PRAGMA mcp_publish_tool(
    'customer_lifetime_value',
    'Calculate customer lifetime value metrics',
    'SELECT
        c.id,
        c.name,
        COUNT(DISTINCT o.id) as total_orders,
        SUM(o.amount) as lifetime_value,
        MIN(o.order_date) as first_order,
        MAX(o.order_date) as last_order,
        DATEDIFF(''day'', MIN(o.order_date), MAX(o.order_date)) as customer_tenure_days
     FROM customers c
     LEFT JOIN orders o ON c.id = o.customer_id
     WHERE c.id = $customer_id
     GROUP BY c.id, c.name',
    '{"customer_id": {"type": "integer"}}',
    '["customer_id"]'
);

Using DuckDB Macros

For complex tools, you can use DuckDB macros:

-- Define the macro
CREATE OR REPLACE MACRO product_search(search_term, category, max_price) AS TABLE
    SELECT *
    FROM products
    WHERE name ILIKE '%' || search_term || '%'
      AND (category IS NULL OR products.category = category)
      AND (max_price IS NULL OR price <= max_price)
    ORDER BY price;

-- Publish as a tool
PRAGMA mcp_publish_tool(
    'product_search',
    'Search products with filters',
    'SELECT * FROM product_search($query, $category, $max_price)',
    '{
        "query": {"type": "string", "description": "Search term"},
        "category": {"type": "string", "description": "Category filter (optional)"},
        "max_price": {"type": "number", "description": "Max price filter (optional)"}
    }',
    '["query"]',
    'markdown'
);

Multi-Statement Tools

mcp_publish_tool runs a single SQL statement.
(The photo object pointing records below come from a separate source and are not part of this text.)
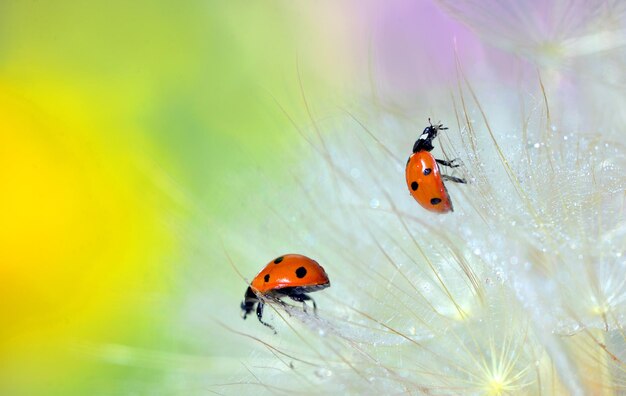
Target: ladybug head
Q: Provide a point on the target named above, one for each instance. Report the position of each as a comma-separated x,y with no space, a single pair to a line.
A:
425,141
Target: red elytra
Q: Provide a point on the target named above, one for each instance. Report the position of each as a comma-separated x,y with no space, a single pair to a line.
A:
423,176
425,183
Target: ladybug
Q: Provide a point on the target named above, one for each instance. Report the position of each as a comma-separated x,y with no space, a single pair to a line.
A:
423,177
290,275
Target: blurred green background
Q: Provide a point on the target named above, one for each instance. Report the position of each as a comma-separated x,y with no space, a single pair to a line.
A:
123,126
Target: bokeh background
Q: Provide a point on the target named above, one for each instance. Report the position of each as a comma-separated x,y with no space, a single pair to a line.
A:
130,134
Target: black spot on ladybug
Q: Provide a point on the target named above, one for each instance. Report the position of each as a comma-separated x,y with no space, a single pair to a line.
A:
301,272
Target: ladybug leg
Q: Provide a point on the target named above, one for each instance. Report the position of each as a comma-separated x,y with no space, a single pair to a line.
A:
249,300
259,314
453,179
455,163
302,298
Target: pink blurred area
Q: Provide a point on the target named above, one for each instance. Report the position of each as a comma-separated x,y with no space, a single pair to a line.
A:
402,53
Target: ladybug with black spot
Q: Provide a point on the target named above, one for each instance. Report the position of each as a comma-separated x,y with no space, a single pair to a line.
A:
423,177
290,275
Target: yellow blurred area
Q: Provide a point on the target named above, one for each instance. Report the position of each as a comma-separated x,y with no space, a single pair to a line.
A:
75,229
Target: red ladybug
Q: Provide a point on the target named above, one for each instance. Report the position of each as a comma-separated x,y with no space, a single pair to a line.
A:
423,177
291,275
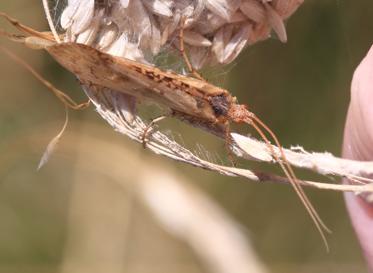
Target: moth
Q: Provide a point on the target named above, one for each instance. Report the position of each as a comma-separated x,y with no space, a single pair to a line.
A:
189,98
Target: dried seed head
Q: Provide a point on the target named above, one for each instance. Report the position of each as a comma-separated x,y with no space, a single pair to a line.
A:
216,31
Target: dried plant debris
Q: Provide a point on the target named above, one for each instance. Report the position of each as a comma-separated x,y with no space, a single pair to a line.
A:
216,31
118,108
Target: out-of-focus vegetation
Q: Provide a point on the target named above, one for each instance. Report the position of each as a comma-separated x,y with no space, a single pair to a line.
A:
301,89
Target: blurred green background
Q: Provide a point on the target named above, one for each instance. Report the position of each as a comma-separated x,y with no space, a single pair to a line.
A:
301,89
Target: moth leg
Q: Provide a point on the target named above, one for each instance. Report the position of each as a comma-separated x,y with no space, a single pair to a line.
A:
228,143
183,53
148,130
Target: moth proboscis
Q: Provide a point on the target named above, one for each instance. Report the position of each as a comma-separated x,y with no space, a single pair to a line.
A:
190,99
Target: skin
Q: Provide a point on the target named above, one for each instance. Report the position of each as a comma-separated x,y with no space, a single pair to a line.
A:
358,145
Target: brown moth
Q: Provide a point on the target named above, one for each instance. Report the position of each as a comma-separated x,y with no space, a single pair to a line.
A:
189,99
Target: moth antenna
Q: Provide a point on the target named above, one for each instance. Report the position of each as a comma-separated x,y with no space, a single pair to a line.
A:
289,173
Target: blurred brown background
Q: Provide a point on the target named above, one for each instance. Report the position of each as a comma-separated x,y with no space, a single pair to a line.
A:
301,89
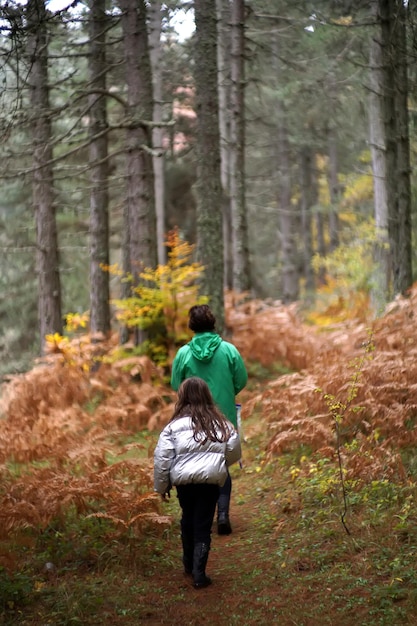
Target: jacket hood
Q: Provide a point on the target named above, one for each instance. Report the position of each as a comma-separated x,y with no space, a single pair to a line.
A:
204,345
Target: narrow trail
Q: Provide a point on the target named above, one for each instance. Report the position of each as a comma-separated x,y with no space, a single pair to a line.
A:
243,592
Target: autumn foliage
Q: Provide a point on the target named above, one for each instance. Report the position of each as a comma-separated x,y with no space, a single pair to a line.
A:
65,423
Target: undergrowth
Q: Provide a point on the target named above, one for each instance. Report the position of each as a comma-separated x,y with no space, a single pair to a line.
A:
289,560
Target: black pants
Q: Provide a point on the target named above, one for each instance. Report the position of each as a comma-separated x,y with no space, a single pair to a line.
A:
198,504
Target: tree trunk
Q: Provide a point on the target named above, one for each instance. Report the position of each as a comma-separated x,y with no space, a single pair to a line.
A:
404,278
306,205
224,81
155,26
140,180
209,189
290,275
99,197
334,189
49,296
392,16
240,247
381,277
When you need to run several statements in sequence — set a session variable, create a temp table, then query it — use mcp_publish_execution_tool instead. It takes one extra argument, bindings, that declares how each tool argument maps to prepared-statement parameters per statement. The result of the last statement is what the tool returns.

When to Use It

Reach for mcp_publish_execution_tool when your tool needs any of:

  • SET VARIABLE followed by a query that reads it via getvariable()
  • CREATE TEMP TABLE / CREATE TEMP VIEW followed by a query against it
  • A sequence of DDL or pragma statements that prepare state for a final SELECT

For everything else, stick with mcp_publish_tool — it's simpler and the single-statement path has less ceremony.

SET VARIABLE Example

PRAGMA mcp_publish_execution_tool(
    'high_value_sales',
    'List sales above a configurable threshold',
    'SET VARIABLE min_amount = $threshold;
     SELECT * FROM sales
      WHERE amount > getvariable(''min_amount'')
      ORDER BY amount DESC',
    '{"threshold": {"type": "number", "description": "Minimum sale amount"}}',
    '["threshold"]',
    '[{}, {"threshold": "number"}]'  -- first stmt needs no params, second binds $threshold
);

Temp Table Staging Example

PRAGMA mcp_publish_execution_tool(
    'category_price_report',
    'Build and report on products in a category',
    'CREATE OR REPLACE TEMP TABLE staged AS
        SELECT * FROM products WHERE category = $cat;
     SELECT name, price,
            price - AVG(price) OVER () as price_vs_avg
       FROM staged
      ORDER BY price DESC',
    '{"cat": {"type": "string", "description": "Product category"}}',
    '["cat"]',
    '{"cat": "string"}',  -- object form: bind $cat in every statement that references it
    'markdown'
);

Bindings: Object vs Array Form

The bindings argument tells the execution engine how to prepare each statement. Two shapes are supported:

  • Object form {"q": "string"} — apply the same parameter types to every statement. Simplest; use when every statement references the same parameters.
  • Array form [{}, {"q": "string"}] — one entry per statement, in order. Use when only some statements reference parameters (e.g., a SET VARIABLE followed by a query that uses getvariable() — the first statement binds $threshold directly, the second doesn't bind anything new).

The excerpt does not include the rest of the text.